One of the perks Douglas County Sheriff's Deputy Kenneth Fangohr has enjoyed while providing security for the district court has been a crash course in the law.
He launched his career in law enforcement as a corrections officer at a maximum-security prison, where he saw the end-result of the judicial system. In his current job, he gets a glimpse into its beginnings.
"I find it's very interesting," Fangohr said Friday during a break between hearings. "I've learned a lot."
He and the other Douglas County Sheriff's Department deputies assigned to the courts offer security during first appearances, preliminary hearings, trials, sentencings and other court activities. The senior deputy who works in all five divisions of the district court, Fangohr said the job is intriguing because he learns something new nearly every day.
But that doesn't mean it's always easy.
Fangohr gets a firsthand glimpse of the pain families affected by crime experience.
"When you work eight hours a day and go to five divisions, you're always going to hear stuff that bothers you," the 42-year-old father said. "But there are also happy occasions. People get married here, and we have adoptions here. So it all evens out."
A security program is born
The sheriff's department and district court implemented the security program in 1994 after an April 1993 incident in which a defendant smuggled a .22-caliber pistol into a courtroom. No one was injured, but the incident startled attorneys and employees at the judicial center. As a result, Administrative Judge Michael Malone, Sheriff Loren Anderson and county commissioners worked together to devise a security program.
Authorities declined Friday to specify how many deputies the department dedicates to the courts because of security concerns.
The deputies are armed, but Fangohr couldn't remember a time during his nearly two years that anyone has had to draw a deadly weapon. Deputies once had to use Mace, however, to calm an erratic defendant, he said.
And there have been times when defendants who didn't think they should be in court in the first place or weren't pleased with the outcomes of their cases have become unruly.
In the third division courtroom, for example, Fangohr points to a wood partition separating onlookers from the defendant and prosecutor's tables.

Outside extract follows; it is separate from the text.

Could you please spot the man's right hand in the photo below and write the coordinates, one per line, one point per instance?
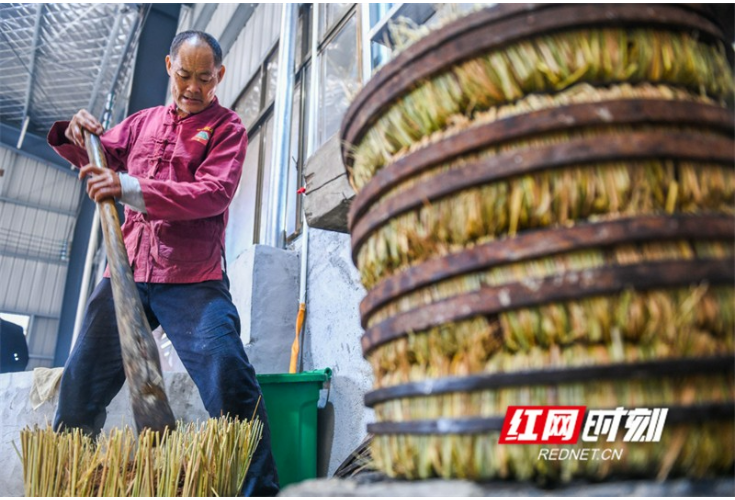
(82, 120)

The mini-wall wobbles from side to side with Fangohr's touch.
"It was damaged by a young man who got upset after court was over," he said. "Fortunately we don't have a lot of major incidences like that. The deputies had to restrain him."

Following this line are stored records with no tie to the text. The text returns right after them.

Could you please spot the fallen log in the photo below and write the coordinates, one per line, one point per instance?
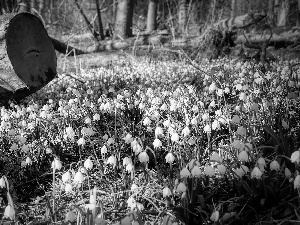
(287, 35)
(27, 56)
(239, 22)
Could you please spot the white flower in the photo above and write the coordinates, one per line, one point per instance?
(241, 131)
(256, 173)
(295, 157)
(70, 217)
(66, 176)
(274, 165)
(221, 168)
(215, 216)
(239, 173)
(137, 148)
(287, 173)
(88, 164)
(126, 161)
(209, 171)
(196, 172)
(128, 138)
(166, 192)
(129, 168)
(131, 202)
(157, 143)
(170, 158)
(103, 149)
(261, 162)
(158, 131)
(143, 157)
(215, 157)
(146, 121)
(28, 161)
(297, 182)
(134, 187)
(243, 156)
(184, 173)
(78, 178)
(181, 187)
(112, 160)
(175, 137)
(236, 119)
(186, 131)
(56, 164)
(9, 212)
(96, 117)
(2, 183)
(207, 128)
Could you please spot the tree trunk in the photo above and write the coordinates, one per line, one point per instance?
(28, 60)
(271, 13)
(151, 16)
(90, 26)
(182, 17)
(233, 8)
(241, 21)
(298, 13)
(101, 33)
(283, 13)
(123, 24)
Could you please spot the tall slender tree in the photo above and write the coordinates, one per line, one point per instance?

Fangohr says that most of people who come to court are courteous. In addition to ensuring safety in the courtrooms, Fangohr and Deputies Lana VanAnne and Stacy Simmons keep an eye on the behavior of defendants and onlookers and make sure they obey court rules. If people are loud or acting discourteously to the judges or attorneys, the deputies will step in.

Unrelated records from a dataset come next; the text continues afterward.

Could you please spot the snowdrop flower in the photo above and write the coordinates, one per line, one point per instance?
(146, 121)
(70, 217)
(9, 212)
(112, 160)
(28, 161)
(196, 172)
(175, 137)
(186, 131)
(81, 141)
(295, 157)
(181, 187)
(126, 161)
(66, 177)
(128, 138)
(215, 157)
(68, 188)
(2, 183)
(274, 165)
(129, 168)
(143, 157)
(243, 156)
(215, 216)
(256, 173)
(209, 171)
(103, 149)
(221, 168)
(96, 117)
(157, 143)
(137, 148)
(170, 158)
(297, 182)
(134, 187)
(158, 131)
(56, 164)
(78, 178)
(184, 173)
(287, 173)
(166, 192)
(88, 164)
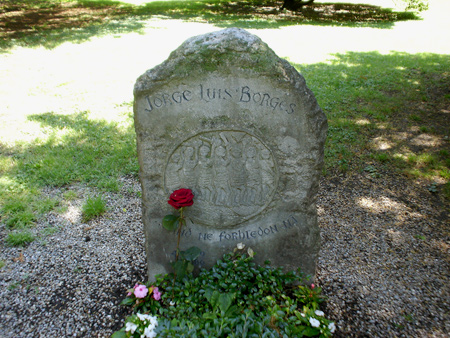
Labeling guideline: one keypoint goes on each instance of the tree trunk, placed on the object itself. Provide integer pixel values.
(295, 5)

If an incident warrants it, the deputies will complete an offense report and forward it to Douglas County Dist. Atty. Christine Kenney Tonkovich's office.
Most days, things go pretty smoothly, Fangohr said.
Portable walk-through and hand-held metal detectors are available to the deputies if they believe a case demands that added security. The deputies also have access to portable preliminary breath tests to test people who might be under the influence of drugs or alcohol.
Although it's rare, people sometimes do show up to court drunk or under the influence of other drugs, he said.
"We've had occasions where people have been remanded to custody because they were under the influence," Fangohr said.
Deputies hear complaints
A veteran of the sheriff's department for about 17 years, Fangohr schedules the deputies who provide security for the courts and for the courthouse.
VanAnne, who's been with the sheriff's department about nine years, said she likes the assignment -- she and other deputies have rotated in and out of the courts -- because of the change of pace.
She agreed with Fangohr that most people the deputies encounter are easy to deal with, but there have been a few who have felt the system wasn't fair to them. In those cases, the people in uniform usually get the brunt of complaints, she said.